Book Title: Research Handbook on Political Economy and Law

Editor(s): Mattei, Ugo; Haskell, D. John

Publisher: Edward Elgar Publishing

ISBN (hard cover): 9781781005347

Section: Chapter 15

Section Title: Personal responsibility for systemic inequality

Author(s): McCluskey, Martha

Number of pages: 19

Abstract/Description:

‘Equality ha[s] come and gone as a social idea with traction, even among liberal intellectuals,’ concludes the American historian Daniel T. Rodgers. In this chapter I argue that equality’s undoing follows from an economic ideology of law that grounds justice in an illusory divide between individual agency and collective support.
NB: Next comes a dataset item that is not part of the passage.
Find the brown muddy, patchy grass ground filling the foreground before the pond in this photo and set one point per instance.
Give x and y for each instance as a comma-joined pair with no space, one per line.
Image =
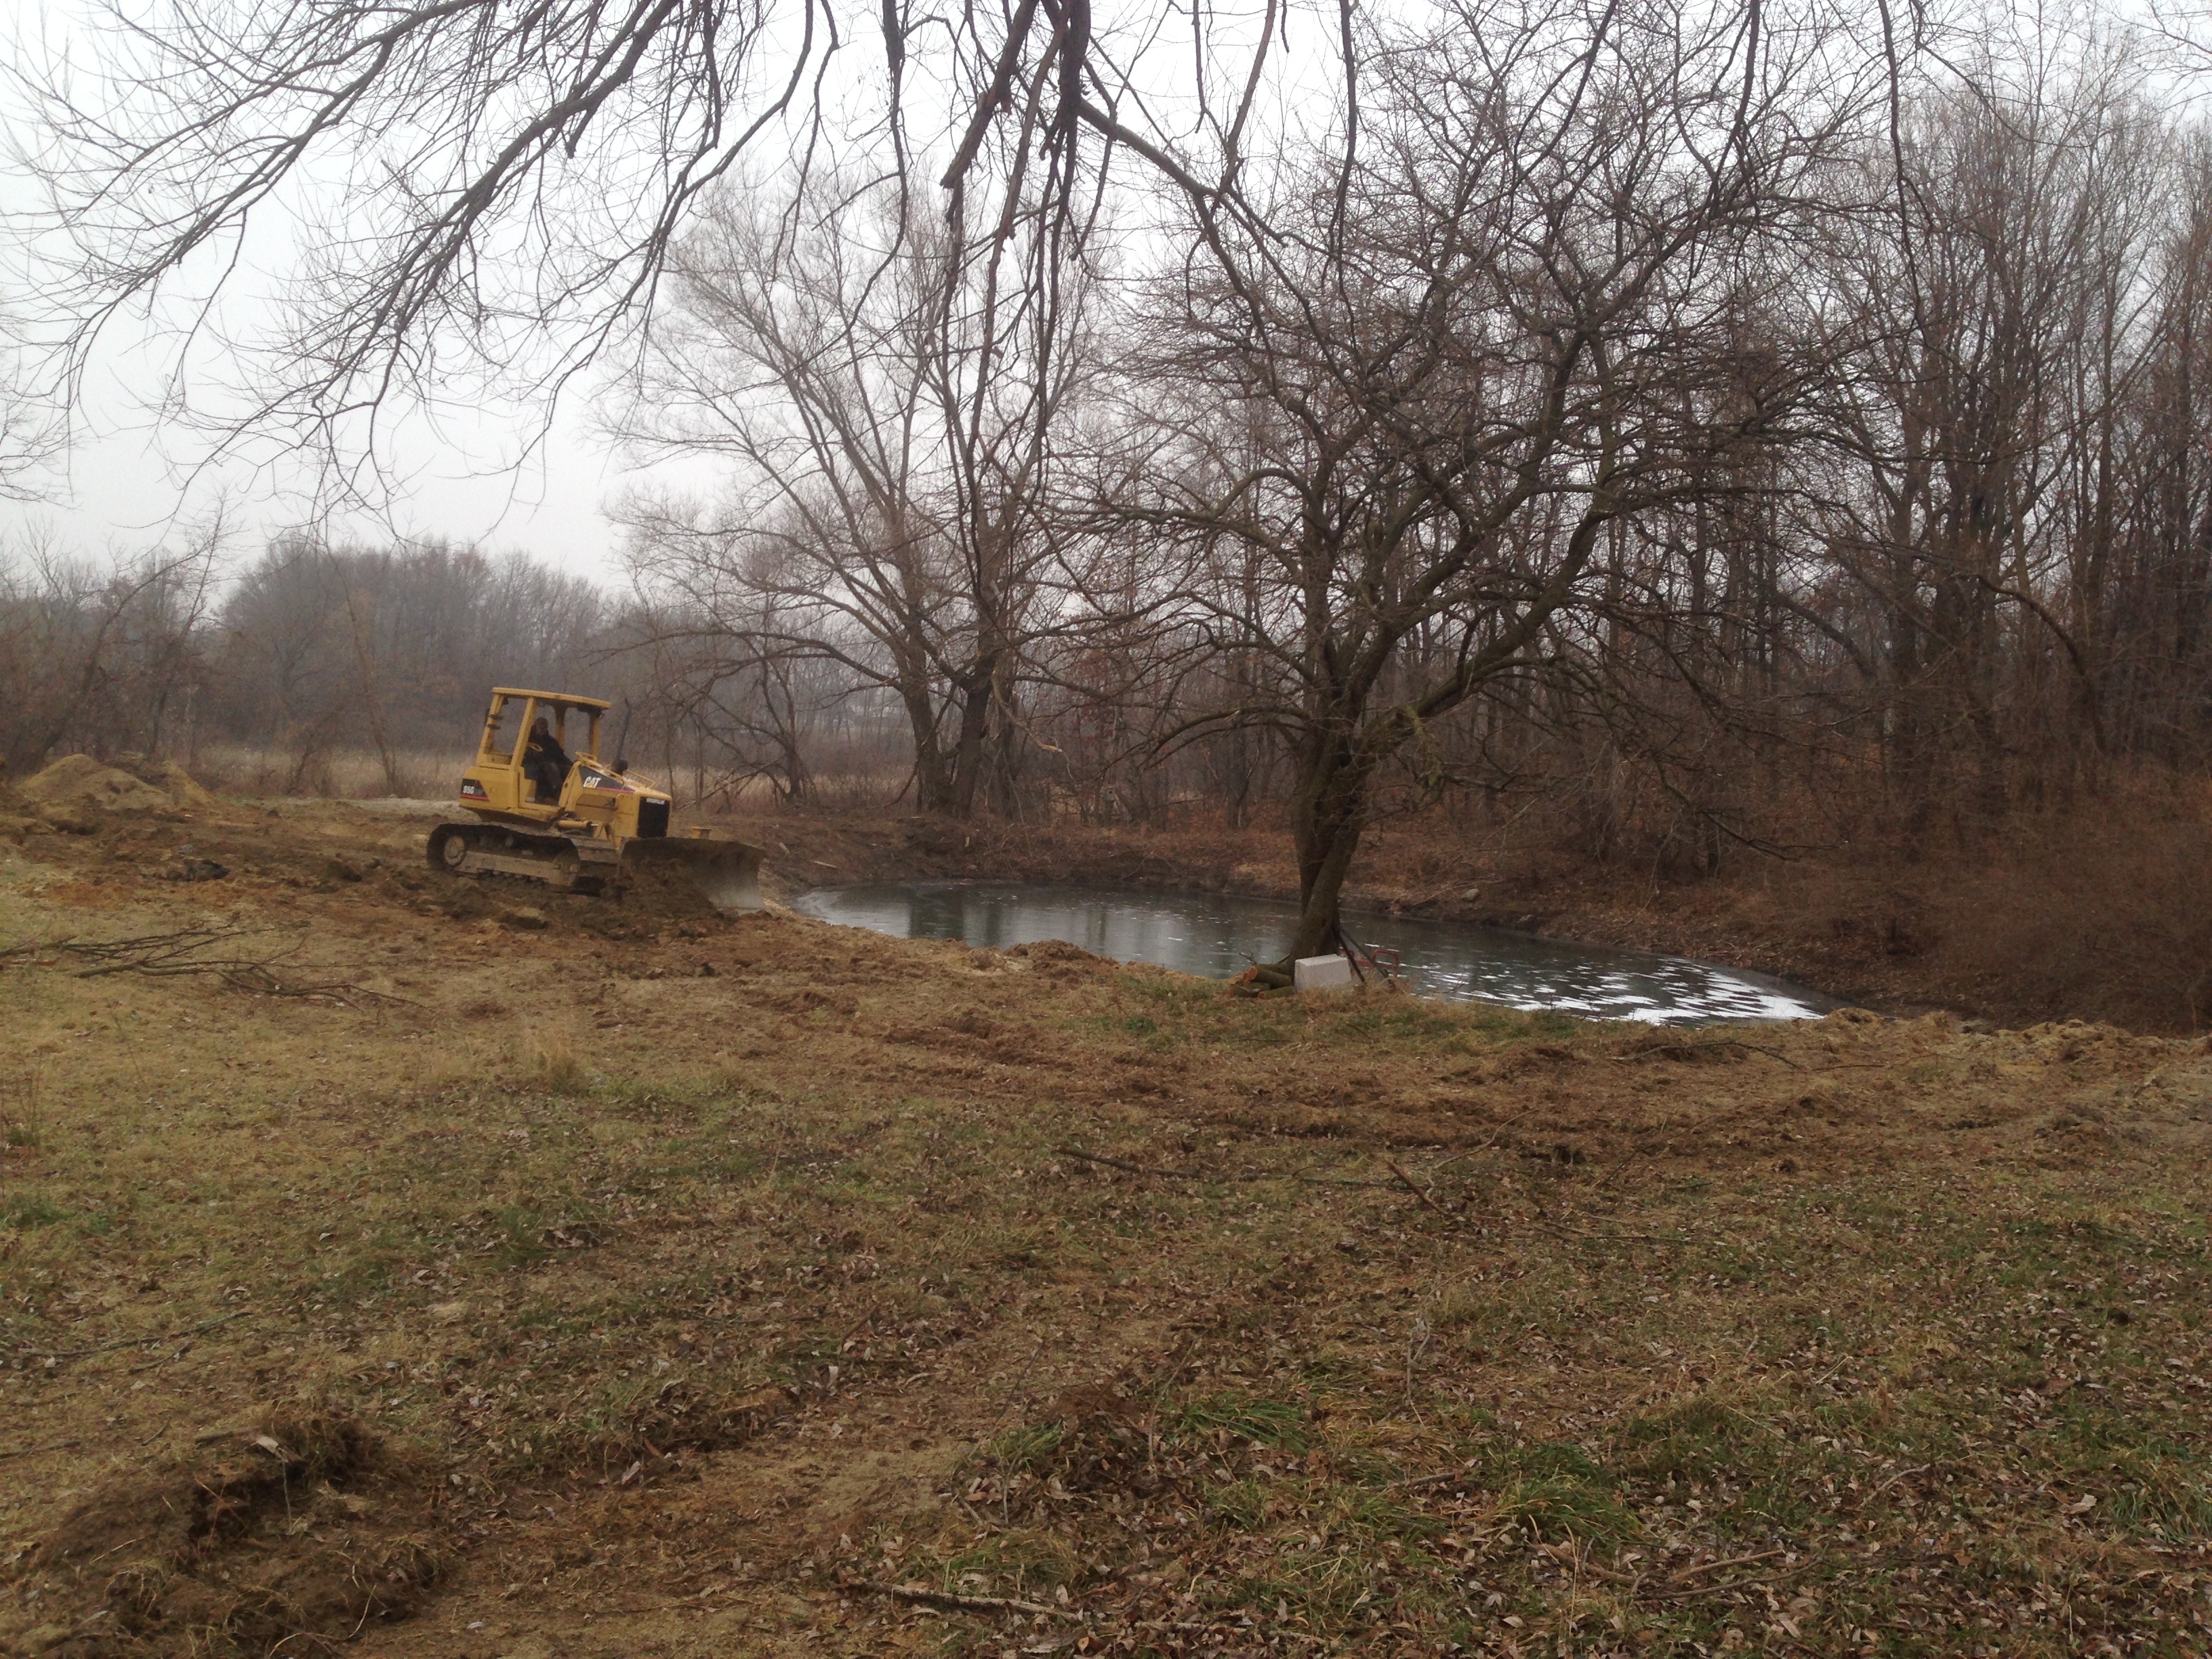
439,1269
If equality means gaining from government protection rather than from individual production, then equality will appear to come at the cost of responsible action. This conceptual bind operates through two strands of personal responsibility arguments. The first, perhaps more familiar, version legitimates inequality by attributing it to individual failure. In recent global austerity politics, a second theory of personal responsibility legitimates inequality and insecurity even while attributing these harms to systemic failures far beyond individual control. Welfare reform efforts in the United States embraced the first strand of argument in the Personal Responsibility and Work Opportunity Reconciliation Act of 1996. A prominent rationale for that legislation was that the former national welfare program of income support for impoverished single mothers caused more women to become impoverished single mothers, in a cycle of dependency or moral hazard that effectively rewarded women for bearing and raising children without an employed husband or without sufficient earnings of their own. The reform legislation increased penalties and benefit restrictions in order to induce impoverished parents to seek wage work or marriage or to delay or forgo bearing (or raising) children.